After meeting and falling in love in their 20s in Belgium, Sara’s parents – both from Iraq – made their way to Sweden after the government denied their right to stay in the country.
But at the beginning of 2024, after the three children had all settled in school, the family were told they had to leave Sweden too.
Justifying their repeated rejections of the family’s asylum claims, European officials argued that their home city in Basra, southern Iraq, was safe to return to as it was no longer a warzone.
But Ahmed and Nour refused to be deported back to Iraq, so they made the decision to contact an Iraqi Kurdish smuggling gang and pay them €5,250 (£4,571) to transport the family by small boat to England.

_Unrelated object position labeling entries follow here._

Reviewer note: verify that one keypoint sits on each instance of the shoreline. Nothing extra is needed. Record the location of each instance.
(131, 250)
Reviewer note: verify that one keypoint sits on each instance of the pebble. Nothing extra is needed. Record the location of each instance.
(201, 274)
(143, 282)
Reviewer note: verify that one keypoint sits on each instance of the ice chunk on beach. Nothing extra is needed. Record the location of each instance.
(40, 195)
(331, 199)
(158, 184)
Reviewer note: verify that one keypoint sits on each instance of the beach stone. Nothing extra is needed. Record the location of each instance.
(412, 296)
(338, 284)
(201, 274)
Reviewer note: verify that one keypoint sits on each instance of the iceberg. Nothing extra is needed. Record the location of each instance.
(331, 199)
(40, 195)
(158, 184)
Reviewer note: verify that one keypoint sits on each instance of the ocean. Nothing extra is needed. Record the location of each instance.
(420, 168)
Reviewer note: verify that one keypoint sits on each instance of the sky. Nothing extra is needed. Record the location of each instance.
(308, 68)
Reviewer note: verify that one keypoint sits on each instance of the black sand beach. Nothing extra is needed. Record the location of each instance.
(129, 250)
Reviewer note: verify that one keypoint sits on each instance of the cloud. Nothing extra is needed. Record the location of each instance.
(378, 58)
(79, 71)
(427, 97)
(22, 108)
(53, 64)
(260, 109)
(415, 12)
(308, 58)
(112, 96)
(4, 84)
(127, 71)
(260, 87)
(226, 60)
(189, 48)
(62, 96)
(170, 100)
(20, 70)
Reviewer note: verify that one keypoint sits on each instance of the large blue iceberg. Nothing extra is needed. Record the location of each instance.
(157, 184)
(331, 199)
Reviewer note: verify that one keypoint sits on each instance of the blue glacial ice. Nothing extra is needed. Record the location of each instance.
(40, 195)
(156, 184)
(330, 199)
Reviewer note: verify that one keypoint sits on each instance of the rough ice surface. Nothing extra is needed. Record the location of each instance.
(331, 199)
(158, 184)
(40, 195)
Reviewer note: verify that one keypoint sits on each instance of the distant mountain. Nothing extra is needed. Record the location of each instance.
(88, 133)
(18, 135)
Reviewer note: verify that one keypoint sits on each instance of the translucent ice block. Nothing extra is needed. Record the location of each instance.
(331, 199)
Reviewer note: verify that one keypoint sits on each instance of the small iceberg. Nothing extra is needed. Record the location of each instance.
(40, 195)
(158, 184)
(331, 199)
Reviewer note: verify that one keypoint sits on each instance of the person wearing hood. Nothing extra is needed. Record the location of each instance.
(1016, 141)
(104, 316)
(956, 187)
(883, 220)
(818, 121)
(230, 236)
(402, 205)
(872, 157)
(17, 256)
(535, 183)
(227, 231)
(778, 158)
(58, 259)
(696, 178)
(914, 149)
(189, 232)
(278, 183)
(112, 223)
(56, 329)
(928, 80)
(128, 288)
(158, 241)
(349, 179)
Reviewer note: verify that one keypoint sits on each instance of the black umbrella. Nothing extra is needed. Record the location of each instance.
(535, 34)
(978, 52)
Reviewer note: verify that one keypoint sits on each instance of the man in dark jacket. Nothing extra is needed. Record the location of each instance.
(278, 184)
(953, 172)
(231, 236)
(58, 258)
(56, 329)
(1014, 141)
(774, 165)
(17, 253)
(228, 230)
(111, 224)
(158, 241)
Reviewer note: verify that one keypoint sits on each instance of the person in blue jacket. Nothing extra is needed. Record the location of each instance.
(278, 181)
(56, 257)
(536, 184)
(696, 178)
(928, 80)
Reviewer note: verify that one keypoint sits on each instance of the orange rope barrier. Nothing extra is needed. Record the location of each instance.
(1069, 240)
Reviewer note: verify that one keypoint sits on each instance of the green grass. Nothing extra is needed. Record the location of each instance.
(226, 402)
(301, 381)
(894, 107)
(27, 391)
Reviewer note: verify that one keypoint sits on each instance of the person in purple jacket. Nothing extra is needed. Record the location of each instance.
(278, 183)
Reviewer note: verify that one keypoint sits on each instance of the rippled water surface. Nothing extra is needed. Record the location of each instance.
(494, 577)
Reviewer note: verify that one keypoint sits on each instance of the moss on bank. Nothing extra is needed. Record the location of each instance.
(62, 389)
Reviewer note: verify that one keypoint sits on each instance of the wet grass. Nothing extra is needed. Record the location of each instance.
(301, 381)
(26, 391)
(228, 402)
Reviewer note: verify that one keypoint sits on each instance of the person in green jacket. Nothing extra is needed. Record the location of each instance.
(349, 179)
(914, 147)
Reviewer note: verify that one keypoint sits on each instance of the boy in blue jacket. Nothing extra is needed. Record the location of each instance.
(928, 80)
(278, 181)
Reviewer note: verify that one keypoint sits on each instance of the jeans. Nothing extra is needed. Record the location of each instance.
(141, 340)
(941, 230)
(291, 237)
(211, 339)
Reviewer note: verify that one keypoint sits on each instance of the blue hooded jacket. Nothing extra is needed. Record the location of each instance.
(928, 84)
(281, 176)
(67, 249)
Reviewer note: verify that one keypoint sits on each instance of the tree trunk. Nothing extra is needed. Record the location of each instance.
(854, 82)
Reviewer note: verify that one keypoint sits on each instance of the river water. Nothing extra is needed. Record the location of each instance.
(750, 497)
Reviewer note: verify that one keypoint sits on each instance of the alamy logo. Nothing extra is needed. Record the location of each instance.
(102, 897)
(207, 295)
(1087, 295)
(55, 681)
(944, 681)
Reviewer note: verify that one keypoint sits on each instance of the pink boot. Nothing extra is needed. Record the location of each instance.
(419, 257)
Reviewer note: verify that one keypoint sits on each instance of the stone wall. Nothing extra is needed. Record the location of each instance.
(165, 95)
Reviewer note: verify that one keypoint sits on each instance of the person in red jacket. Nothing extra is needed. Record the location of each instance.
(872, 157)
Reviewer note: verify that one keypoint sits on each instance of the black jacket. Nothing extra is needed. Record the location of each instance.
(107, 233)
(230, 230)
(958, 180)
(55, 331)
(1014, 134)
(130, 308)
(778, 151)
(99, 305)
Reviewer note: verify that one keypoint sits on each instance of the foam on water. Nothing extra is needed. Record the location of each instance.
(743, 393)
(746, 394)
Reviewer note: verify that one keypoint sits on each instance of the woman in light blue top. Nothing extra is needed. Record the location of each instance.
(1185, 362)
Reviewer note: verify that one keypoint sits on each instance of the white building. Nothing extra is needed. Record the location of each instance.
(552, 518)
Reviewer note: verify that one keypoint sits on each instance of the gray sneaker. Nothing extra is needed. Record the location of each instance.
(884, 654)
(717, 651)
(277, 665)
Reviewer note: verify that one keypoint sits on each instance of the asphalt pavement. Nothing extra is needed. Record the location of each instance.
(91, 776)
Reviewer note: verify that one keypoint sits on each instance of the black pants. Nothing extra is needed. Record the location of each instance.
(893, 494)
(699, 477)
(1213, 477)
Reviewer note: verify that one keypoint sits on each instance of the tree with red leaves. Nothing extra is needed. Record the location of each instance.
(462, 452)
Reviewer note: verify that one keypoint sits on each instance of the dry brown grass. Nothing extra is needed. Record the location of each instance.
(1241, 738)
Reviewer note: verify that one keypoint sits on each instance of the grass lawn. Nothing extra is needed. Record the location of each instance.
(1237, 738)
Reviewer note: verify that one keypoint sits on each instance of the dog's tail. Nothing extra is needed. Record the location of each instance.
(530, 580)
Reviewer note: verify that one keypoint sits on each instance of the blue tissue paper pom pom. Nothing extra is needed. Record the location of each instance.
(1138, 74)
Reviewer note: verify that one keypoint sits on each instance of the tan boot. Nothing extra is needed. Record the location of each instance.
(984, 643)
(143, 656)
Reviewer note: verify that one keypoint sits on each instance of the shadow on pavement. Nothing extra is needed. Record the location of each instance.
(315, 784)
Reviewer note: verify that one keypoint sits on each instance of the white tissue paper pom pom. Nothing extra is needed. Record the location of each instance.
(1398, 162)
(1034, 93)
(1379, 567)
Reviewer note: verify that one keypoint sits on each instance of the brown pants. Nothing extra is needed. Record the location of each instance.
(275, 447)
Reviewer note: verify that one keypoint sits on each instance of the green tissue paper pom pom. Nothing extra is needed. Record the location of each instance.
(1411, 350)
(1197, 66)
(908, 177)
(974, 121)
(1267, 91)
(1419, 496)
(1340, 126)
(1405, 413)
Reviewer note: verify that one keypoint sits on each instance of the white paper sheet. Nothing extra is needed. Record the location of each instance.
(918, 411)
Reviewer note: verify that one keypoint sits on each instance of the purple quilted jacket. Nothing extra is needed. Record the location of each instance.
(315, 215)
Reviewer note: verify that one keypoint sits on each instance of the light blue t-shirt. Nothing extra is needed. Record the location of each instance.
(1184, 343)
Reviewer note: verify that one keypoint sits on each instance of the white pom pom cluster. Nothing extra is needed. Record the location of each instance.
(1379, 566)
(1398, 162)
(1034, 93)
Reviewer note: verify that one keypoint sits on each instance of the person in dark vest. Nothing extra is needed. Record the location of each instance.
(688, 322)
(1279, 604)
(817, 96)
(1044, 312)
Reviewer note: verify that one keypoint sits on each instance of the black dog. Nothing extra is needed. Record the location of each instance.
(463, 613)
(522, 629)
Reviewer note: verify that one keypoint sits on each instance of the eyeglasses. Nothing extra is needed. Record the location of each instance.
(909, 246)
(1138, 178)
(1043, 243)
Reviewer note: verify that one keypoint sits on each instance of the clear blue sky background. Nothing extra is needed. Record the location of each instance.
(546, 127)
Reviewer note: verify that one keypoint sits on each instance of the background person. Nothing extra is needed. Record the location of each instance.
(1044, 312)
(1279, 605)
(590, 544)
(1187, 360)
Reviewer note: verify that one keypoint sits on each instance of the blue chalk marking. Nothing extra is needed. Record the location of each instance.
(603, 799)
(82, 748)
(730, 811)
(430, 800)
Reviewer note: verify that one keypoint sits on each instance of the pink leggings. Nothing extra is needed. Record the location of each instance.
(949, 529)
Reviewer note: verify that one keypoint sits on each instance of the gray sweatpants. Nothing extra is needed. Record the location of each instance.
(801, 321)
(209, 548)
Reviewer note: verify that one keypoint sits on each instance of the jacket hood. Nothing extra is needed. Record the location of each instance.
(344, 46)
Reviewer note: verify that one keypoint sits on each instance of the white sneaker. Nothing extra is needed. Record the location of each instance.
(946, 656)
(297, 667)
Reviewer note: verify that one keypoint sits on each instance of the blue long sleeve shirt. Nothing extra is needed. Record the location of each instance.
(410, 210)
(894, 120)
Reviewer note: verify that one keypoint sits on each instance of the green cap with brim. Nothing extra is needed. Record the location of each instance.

British police detained two suspected smugglers following Sara’s death, who were deemed responsible for packing 112 migrants on the boat at Plage des Allemands beach, causing it to capsize.
They had promised only 40 people would be onboard.
The migrants were told to inflate the boat at 6am and carry it to the shore before running with it to the sea.
But when a police teargas canister exploded near the Alhashemi family, Sara began screaming.
She was on her father’s shoulders, but he had to take her down to assist his other daughter, Rahaf, with getting on the boat.
He begged those around him, including a young Sudanese man who had boarded the dinghy at the last moment, to make some space to allow him to grab Sara to safety.
‘I just wanted him to move so I could pull my baby up,’ Ahmed said. The man ignored the father, then threatened him.
Horrendously overcrowded, the vessel floated a few hundred metres off shore before beginning to capsize, with the ensuing panic causing a stampede which saw Sara trampled to death.
While 49 of the migrants were brought back to the shore or transported to Boulogne after the rescue operation, 58 people continued the journey to Britain accompanied by a French navy ship.
The next few months for the Alhashemi family were defined by hardship.
They were moved to a crowded migrant transit hotel in a village, south of Lille, where there were no shops, a lack of public transport and no financial support.
It was a struggle to get a local school to accept Rahaf and Hussam, who had been happy and settled in Sweden.
A devastated Nour, distraught following her daughter’s death, struggled to leave her bed, describing it as the ‘worst year of my life’.
Recalling the rapid turnover of migrants in the hostel, she said: ‘Whenever new (migrants) arrived, they wanted to talk about the sea, how they got there, who they came with. I didn’t want anyone to ask me questions or to hear anything.’
They applied for asylum in France, but it took months of back and forth negotiation with the authorities to get their case heard – a process made more difficult by the language barrier.
Everything changed in July when the family finally heard some good news after months of uncertainty while living in temporary accommodation.
Now, the Alhashemi family can look towards their future in France with hope that better times are on the horizon.